In [1]:
from specdal import Collection, Spectrum, read
from matplotlib import pyplot as plt
import numpy as np

Grouping spectra

In this Notebook, we will utilize specdal's functionality to:

1. read in a directory of spectral files into a collection
2. group the spectra by the name
3. calculate the average spectra for each group
4. create a new collection of average spectra

Read a directory of files

You can read an entire directory of spectrum files using the Collection's constructor. By default, the file prefix (filename without the extension) will be used as the name for each spectra.


In [2]:
# read spectrum files in directory
c = Collection(name='Sample data', directory='/home/young/data/specdal/sample/ASD/')

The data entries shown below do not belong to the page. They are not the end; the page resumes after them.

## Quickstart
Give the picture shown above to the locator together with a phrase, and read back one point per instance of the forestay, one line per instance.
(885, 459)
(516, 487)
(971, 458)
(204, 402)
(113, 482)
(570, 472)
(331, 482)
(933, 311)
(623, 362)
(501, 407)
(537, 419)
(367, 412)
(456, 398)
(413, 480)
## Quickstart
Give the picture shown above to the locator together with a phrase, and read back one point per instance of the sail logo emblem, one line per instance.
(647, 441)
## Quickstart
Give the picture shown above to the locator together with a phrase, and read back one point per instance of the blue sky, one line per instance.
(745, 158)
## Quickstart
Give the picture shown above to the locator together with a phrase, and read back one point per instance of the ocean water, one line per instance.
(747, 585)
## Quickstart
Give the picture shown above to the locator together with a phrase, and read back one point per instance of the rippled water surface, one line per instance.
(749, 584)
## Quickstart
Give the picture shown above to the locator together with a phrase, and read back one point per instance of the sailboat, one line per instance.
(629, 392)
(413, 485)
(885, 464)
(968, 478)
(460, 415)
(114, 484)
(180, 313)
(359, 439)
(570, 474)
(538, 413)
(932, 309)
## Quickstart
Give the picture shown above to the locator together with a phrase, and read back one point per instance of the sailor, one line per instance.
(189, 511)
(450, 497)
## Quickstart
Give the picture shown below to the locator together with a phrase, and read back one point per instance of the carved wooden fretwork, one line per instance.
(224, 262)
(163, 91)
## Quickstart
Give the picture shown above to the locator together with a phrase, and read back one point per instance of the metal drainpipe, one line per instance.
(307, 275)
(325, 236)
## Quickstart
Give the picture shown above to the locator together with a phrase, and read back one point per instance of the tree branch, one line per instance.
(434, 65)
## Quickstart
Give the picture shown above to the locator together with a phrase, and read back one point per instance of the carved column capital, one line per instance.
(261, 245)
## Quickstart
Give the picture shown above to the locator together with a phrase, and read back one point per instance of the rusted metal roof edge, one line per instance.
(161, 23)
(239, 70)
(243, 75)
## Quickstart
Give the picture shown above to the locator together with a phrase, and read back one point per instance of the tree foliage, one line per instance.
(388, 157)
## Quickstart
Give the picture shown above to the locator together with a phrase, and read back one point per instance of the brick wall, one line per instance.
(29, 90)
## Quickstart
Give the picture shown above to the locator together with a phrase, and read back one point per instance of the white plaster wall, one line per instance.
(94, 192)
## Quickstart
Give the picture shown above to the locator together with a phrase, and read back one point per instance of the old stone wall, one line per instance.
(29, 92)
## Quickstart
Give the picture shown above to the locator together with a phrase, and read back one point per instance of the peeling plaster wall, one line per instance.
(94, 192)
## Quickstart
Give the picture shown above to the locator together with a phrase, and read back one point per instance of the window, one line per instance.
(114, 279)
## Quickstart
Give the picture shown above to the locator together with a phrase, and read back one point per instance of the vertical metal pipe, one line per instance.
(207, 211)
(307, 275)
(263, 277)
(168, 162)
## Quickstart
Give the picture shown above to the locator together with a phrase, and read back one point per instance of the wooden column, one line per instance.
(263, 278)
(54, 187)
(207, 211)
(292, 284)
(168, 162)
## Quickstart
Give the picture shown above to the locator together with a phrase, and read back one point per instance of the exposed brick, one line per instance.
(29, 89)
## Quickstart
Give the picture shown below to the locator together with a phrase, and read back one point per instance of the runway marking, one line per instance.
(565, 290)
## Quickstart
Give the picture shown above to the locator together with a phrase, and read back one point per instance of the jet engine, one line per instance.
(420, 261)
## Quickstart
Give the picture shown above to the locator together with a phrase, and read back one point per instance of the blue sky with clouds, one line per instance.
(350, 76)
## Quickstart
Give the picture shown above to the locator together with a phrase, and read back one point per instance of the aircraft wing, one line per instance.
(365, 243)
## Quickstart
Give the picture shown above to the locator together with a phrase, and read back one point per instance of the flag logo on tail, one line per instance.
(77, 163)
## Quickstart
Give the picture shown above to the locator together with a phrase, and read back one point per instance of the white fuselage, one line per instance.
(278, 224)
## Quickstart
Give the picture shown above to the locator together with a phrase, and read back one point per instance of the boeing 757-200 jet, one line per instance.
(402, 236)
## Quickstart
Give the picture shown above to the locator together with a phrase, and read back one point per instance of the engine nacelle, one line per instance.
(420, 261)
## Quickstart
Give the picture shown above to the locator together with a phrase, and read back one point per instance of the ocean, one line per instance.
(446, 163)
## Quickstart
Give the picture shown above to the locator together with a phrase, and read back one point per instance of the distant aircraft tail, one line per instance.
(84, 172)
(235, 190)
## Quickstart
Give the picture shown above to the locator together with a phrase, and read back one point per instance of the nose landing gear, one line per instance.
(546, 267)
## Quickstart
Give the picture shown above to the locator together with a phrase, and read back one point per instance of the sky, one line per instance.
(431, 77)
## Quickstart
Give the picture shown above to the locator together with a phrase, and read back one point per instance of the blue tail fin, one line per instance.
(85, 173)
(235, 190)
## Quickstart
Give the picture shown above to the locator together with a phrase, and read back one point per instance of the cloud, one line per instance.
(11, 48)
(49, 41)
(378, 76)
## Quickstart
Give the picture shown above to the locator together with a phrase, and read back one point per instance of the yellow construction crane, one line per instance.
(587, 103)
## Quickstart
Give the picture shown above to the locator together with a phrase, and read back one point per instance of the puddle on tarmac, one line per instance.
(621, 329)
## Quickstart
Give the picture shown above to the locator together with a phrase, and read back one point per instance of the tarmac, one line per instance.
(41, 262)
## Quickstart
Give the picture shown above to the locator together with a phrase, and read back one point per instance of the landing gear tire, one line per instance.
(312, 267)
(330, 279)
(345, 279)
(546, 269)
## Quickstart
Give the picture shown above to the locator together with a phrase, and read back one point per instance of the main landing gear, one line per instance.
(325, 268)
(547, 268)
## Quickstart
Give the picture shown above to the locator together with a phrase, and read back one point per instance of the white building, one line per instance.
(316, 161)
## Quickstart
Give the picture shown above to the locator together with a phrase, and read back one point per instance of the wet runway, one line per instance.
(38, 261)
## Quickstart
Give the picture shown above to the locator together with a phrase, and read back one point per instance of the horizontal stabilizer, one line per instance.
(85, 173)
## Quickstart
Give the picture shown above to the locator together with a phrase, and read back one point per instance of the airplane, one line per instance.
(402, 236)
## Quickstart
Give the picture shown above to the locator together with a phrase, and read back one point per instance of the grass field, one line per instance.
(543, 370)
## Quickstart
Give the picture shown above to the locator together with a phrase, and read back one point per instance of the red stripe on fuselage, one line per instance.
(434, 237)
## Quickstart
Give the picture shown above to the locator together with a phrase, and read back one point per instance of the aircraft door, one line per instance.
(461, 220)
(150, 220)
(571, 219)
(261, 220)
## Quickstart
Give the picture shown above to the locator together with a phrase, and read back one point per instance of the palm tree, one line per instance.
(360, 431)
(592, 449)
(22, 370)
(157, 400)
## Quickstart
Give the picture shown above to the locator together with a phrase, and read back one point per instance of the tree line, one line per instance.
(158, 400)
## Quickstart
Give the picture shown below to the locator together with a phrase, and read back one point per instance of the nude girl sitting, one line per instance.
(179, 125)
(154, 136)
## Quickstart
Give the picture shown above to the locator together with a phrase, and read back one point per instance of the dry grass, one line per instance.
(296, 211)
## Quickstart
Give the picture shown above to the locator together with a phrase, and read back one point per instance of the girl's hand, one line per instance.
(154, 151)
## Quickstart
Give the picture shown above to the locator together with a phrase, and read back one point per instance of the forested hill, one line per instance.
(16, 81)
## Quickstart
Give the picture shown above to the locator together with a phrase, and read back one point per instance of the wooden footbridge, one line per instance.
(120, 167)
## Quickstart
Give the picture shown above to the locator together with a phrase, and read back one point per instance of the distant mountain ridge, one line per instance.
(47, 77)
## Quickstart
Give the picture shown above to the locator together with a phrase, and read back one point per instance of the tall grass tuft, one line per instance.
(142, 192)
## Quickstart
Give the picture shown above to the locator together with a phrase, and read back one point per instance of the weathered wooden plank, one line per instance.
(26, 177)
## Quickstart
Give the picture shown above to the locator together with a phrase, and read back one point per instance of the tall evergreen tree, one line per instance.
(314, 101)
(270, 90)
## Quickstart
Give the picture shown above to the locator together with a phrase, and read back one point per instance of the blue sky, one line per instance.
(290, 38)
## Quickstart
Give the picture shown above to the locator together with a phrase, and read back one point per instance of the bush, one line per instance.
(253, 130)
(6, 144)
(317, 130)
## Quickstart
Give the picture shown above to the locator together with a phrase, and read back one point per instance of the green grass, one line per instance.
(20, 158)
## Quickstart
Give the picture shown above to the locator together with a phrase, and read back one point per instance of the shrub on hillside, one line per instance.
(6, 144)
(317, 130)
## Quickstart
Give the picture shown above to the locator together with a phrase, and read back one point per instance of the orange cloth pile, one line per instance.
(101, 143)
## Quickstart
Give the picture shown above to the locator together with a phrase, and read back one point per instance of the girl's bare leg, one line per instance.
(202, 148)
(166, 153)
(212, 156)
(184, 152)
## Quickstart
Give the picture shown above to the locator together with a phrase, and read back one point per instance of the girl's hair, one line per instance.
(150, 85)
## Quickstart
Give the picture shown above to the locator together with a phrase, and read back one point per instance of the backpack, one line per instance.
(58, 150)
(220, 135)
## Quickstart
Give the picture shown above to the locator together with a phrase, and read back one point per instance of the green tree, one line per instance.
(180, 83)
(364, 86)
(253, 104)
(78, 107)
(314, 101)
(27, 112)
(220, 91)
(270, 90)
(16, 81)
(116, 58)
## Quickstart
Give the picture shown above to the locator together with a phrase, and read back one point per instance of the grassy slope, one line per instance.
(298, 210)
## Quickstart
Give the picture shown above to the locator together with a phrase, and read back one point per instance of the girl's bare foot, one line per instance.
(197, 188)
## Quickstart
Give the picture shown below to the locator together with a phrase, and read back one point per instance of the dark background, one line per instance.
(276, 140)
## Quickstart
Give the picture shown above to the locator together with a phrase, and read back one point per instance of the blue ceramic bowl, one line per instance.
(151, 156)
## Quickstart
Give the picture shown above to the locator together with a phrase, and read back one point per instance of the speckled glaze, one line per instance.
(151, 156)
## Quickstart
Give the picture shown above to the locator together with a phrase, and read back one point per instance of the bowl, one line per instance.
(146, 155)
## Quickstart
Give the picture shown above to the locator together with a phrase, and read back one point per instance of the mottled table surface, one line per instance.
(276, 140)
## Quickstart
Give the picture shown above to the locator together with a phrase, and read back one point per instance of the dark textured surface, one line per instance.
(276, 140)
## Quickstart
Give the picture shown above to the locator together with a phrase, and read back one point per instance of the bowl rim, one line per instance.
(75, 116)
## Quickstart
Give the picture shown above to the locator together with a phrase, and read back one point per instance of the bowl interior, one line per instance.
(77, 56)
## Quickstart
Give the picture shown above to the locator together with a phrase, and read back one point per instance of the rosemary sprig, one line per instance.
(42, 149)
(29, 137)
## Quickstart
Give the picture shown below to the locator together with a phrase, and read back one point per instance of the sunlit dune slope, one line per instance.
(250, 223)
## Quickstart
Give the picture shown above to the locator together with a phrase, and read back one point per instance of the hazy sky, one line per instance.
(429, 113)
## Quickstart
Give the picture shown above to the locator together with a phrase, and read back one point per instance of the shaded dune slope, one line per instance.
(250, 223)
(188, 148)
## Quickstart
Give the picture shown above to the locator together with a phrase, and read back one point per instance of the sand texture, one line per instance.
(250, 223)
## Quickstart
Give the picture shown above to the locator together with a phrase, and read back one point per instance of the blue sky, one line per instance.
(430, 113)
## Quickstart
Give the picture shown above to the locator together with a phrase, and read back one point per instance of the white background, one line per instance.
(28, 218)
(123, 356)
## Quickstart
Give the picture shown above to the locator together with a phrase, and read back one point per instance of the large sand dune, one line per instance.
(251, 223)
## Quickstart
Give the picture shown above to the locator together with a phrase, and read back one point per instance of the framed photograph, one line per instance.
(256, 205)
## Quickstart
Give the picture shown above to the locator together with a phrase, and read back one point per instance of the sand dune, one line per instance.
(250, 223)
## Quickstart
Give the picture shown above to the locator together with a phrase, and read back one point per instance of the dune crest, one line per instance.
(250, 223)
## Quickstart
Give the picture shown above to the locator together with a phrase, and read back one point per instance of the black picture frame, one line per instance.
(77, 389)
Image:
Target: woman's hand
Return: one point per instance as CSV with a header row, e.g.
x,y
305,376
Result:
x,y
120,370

You can see the name of 10 randomly chosen spectra below.


In [3]:
list(np.random.choice([s.name for s in c.spectra], size=10)) # list some names


Out[3]:
['ASPI_F_B_SU_20160617_00000',
 'ACSA_T_C_SH_20160617_00002',
 'ACSA_T_B_SU_20160617_00004',
 'ASSY_F_B_SU_20160617_00003',
 'APSI_F_A_SU_20160617_00000',
 'ACSA_T_A_SH_20160617_00003',
 'ASPI_F_B_SU_20160617_00000',
 'ASSY_F_B_SU_20160617_00003',
 'ASSY_F_B_SU_20160617_00006',
 'BAAL_F_A_SU_20160617_00000']

Grouping

Collection class provides a groupby function. This function iterates through the names of the spectra and forms groups in the following way:

1. split the name into fields using the separator character.
2. combine indicated fields to define a group.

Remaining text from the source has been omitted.